Sara and I volunteered on the harvest crew at the Craig kelp farm today. The kelp farm is set up like a football field.  The “side lines” are engineered lines anchored to the bottom and held at the surface by large buoys.  The “10 yard lines” attach at either end to the sidelines and are the lines where the kelp grows. 

It takes a village to harvest a kelp farm.  There were two commercial fishing boats hauling the grow out lines aboard.   A skiff tended the lines for each commercial boat, untying the grow out “10 yard” lines on each end from the anchored “side lines” so they could be hauled aboard.  If only it was so easy.  Most of the lines had some sort of tangle with the lines next to it, and the boys in the skiff had their work cut out for them, tossing a grapple hook to bring the line to the surface, then pulling themselves along the heavy, kelp-laden line to figure out what was tangled where.   A fifth skiff worked independently of the harvesting boats, collecting anchors and buoys from the grow out lines so they were ready to be pulled aboard.  Four crew were jammed on this boat, and all were young and full of youth and flexibility and strength.  A tender vessel – a small commercial seine boat with a crew of three- arrived mid-day to take what we’d harvested back to town.  

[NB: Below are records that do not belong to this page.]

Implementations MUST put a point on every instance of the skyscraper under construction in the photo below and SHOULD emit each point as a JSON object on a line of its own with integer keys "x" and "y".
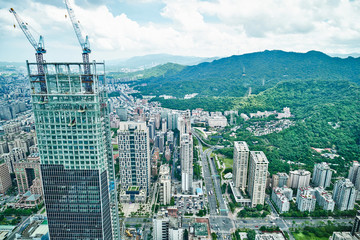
{"x": 72, "y": 125}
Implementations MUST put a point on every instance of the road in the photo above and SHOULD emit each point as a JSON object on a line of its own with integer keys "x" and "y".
{"x": 217, "y": 186}
{"x": 208, "y": 181}
{"x": 222, "y": 225}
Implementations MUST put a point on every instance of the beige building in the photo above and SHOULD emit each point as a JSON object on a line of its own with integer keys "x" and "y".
{"x": 186, "y": 157}
{"x": 5, "y": 179}
{"x": 299, "y": 179}
{"x": 134, "y": 160}
{"x": 258, "y": 168}
{"x": 240, "y": 164}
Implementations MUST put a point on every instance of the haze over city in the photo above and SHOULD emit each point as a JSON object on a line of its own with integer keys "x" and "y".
{"x": 208, "y": 120}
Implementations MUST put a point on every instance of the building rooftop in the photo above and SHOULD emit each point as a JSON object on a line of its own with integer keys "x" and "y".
{"x": 241, "y": 146}
{"x": 200, "y": 229}
{"x": 259, "y": 157}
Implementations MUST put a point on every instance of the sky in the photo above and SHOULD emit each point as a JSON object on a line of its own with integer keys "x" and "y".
{"x": 120, "y": 29}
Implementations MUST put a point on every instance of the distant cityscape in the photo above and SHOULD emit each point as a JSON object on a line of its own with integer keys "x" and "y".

On board our harvest vessel, the skipper (Melissa) pulled the line with a hydraulic crab pot hauler over the gillnet roller at the stern, across the hold to a block tied about 7 feet high at the mast, then through a line stripper to the crab block.  A crew member with a long sharp heavy knife (Alan) whacked the ribbon kelp at the holdfast off the grow out line and into brailer bags in  the hold.  Another crew member (me) coiled line as it came off the pot hauler.  Sara served as a gopher, gathering stray kelp that didn’t fall into the hold and helping tangles over the gillnet reel.  The skipper was also in charge of clearing the line stripper, which regularly clogged and had to be dismantled and the tangle of holdfasts and seed twine cut away. This left lots of time for Alan, a constituent from Haines, to talk with Sara about the goings on at the legislature.

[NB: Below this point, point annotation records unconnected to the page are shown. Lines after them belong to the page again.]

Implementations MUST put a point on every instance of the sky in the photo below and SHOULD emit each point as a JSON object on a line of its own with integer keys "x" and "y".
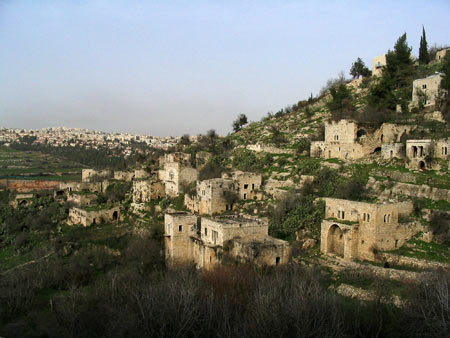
{"x": 169, "y": 67}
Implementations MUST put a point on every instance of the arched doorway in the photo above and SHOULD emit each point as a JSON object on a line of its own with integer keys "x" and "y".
{"x": 421, "y": 165}
{"x": 336, "y": 241}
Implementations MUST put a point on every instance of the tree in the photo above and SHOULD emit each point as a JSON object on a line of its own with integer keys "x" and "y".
{"x": 239, "y": 122}
{"x": 359, "y": 69}
{"x": 424, "y": 56}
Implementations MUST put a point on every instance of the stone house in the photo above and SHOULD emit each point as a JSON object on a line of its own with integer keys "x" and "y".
{"x": 211, "y": 196}
{"x": 176, "y": 170}
{"x": 426, "y": 91}
{"x": 392, "y": 150}
{"x": 87, "y": 217}
{"x": 378, "y": 63}
{"x": 146, "y": 190}
{"x": 356, "y": 230}
{"x": 87, "y": 175}
{"x": 205, "y": 242}
{"x": 126, "y": 176}
{"x": 248, "y": 184}
{"x": 346, "y": 140}
{"x": 440, "y": 55}
{"x": 421, "y": 152}
{"x": 81, "y": 199}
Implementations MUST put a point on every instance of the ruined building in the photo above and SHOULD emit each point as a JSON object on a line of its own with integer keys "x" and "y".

We started harvesting about 7 am, and by midday, we’d filled all 8 braler bags.  As the lines came over heavy with kelp, I could only think – this farmer is onto something.  All this food produced from native kelp seed planted the fall before,  which grew with just the sun for photosynthesis and nutrients from the ocean.  No additional fertilizer needed as with land farming, nor disturbing of the marine environment other than the anchors sitting on the bottom. In fact it was creating it’s own habitat of neat crustaceans and invertebrates we saw come aboard among the kelp which certainly were food sources for little fish in the food chain.   All this food grown in one little spot of the ocean – no wandering around the sea searching for it.  And it tasted good.  Real good.  Right off the line.  I keep thinking of this farmer like I do Bill Gates.  He saw the future and made it happen.  

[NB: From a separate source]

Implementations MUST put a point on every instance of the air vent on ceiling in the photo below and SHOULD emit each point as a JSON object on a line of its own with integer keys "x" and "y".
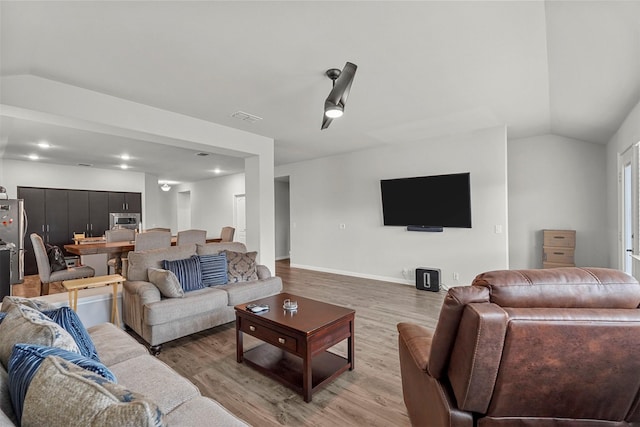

We untied the commercial boat from where it was tied off along one of the “side-lines”, and motored over to the tender.  There, the tender crew pulled the brailer bags out of the hold and dumped the kelp from the bags into fish totes onboard their vessel to take to the processor in town.

 
They let our volunteer crew go at 330 pm and the rest continued on through the evening. The commercial boats have fishing to do soon, and were giving it their all to get the kelp harvest in before they had to leave for the salmon grounds.